This article is from our archive. It was originally published 10 years ago. More details.
8 June 2012
Last month the Morning Star ran a story accusing Work and Pensions Secretary Iain Duncan Smith of lying to the UK Statistics Authority, and apparently had the emails to prove it. Back in January, the Authority wrote to the Department for Work and Pensions (DWP) over concerns that figures they had released on the number of foreigners claiming benefits could be "highly vulnerable to misinterpretation" and were released in a way that made them hard for the public to scrutinise. But the Work and Pensions Secretary told them that his Ministers had followed the advice of their Head of Profession for Statistics in preparing and publishing the release. The Morning Star says this is not true, based on documents it has uncovered with a Freedom of Information (FoI) request. According to the paper, Ministers had overridden the advice given by the Department's Chief Statistician on the publication arrangements. However Full Fact has investigated the basis of this accusation and found that what Mr Duncan Smith had said was in fact accurate.
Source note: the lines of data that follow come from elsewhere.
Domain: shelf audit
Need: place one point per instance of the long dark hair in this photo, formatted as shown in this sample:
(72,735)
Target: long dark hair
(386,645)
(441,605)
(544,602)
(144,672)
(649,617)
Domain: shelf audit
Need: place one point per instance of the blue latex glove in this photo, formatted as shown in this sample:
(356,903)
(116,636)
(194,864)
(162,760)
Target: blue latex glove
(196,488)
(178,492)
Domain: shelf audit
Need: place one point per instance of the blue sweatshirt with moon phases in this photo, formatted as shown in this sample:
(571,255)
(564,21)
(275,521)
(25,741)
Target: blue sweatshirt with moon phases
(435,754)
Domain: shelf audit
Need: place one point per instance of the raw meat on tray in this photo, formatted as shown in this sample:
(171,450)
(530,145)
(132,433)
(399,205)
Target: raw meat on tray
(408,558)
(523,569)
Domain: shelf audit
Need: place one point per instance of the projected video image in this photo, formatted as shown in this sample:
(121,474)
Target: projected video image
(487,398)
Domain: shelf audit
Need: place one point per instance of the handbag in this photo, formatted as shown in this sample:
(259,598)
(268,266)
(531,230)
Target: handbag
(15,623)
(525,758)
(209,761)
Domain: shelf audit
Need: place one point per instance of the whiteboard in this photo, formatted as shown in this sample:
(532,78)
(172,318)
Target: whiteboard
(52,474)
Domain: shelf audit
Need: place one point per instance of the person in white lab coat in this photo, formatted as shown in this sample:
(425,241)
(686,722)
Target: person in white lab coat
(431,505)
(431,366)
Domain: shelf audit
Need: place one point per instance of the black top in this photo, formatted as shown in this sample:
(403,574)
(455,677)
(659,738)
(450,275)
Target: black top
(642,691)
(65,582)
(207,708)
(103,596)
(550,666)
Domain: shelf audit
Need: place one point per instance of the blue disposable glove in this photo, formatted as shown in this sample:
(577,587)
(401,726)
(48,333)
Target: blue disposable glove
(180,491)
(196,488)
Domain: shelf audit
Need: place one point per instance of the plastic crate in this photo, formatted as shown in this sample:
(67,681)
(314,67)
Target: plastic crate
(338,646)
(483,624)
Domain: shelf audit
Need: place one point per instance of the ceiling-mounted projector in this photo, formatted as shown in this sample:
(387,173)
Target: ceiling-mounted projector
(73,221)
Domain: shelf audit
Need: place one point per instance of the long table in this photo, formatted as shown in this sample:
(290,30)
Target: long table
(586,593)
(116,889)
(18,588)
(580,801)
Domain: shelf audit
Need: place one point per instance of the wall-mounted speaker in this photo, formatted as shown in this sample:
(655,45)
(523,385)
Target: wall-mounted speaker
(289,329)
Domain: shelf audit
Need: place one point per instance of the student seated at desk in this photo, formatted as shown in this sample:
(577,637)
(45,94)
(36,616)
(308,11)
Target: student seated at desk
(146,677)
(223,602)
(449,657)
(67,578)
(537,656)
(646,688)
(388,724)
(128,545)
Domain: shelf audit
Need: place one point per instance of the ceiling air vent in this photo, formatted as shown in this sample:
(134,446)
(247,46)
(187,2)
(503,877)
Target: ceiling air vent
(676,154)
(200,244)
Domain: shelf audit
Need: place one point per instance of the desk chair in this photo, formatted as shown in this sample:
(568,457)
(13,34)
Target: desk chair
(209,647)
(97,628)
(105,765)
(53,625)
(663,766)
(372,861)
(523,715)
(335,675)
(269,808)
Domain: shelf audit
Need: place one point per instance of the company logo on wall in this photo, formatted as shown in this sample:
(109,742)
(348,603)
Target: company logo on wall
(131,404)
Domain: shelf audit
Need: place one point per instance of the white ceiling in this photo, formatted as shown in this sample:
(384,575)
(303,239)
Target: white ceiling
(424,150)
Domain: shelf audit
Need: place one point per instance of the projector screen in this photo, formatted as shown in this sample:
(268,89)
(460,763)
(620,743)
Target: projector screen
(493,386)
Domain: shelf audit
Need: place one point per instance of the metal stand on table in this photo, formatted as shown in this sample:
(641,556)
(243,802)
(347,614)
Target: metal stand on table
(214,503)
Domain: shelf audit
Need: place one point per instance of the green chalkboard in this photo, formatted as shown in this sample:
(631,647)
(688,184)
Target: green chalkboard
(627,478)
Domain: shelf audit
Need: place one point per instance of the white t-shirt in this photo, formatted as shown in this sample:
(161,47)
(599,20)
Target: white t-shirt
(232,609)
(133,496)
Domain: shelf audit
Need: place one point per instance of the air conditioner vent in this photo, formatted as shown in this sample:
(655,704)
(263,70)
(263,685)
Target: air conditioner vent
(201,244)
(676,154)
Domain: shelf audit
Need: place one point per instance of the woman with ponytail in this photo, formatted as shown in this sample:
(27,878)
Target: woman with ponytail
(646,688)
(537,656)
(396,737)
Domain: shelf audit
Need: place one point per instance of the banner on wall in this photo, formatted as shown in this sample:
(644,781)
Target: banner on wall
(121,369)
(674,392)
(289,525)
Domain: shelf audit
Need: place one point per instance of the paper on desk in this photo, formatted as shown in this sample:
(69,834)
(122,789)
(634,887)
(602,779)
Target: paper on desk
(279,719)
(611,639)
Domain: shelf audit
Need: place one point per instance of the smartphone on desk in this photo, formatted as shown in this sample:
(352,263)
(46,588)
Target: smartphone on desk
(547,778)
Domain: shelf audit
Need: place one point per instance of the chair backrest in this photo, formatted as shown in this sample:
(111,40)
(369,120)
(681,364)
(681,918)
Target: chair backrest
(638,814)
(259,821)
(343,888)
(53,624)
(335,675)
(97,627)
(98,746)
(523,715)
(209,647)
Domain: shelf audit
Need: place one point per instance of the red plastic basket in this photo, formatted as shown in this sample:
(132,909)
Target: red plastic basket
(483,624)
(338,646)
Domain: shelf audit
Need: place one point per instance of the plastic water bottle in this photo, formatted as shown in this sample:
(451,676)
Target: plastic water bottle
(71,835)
While the emails unearthed by the FoI request do show that there was considerable discussion between DWP Ministers and statisticians on what was and wasn't an acceptable method of releasing this information, the eventual arrangements conformed with the final advice from the DWP's Head of Profession for Statistics. Unfortunately, the Morning Star's story did not cover this final significant document and rests instead on earlier emails. The Morning Star did accurately quote this earlier material, but Mr Duncan Smith is, ultimately, entitled to say that the advice from the Head of Profession was followed. This incident does show that that there is still ambiguity about what constitutes official statistics, which are subject to the standards set by the Code of Practice for Statistics. Full Fact is exploring this further. It also demonstrates the considerable pressures and responsibility that departmental statisticians experience in advising Ministers on the Code of Practice. It is important that the code is interpreted and applied consistently, or it will risk undermining good work being done to uphold trust in official statistics. So in future, Full Fact plans to use more Freedom of Information requests to help scrutinise the important "behind the scenes" role of the government statisticians.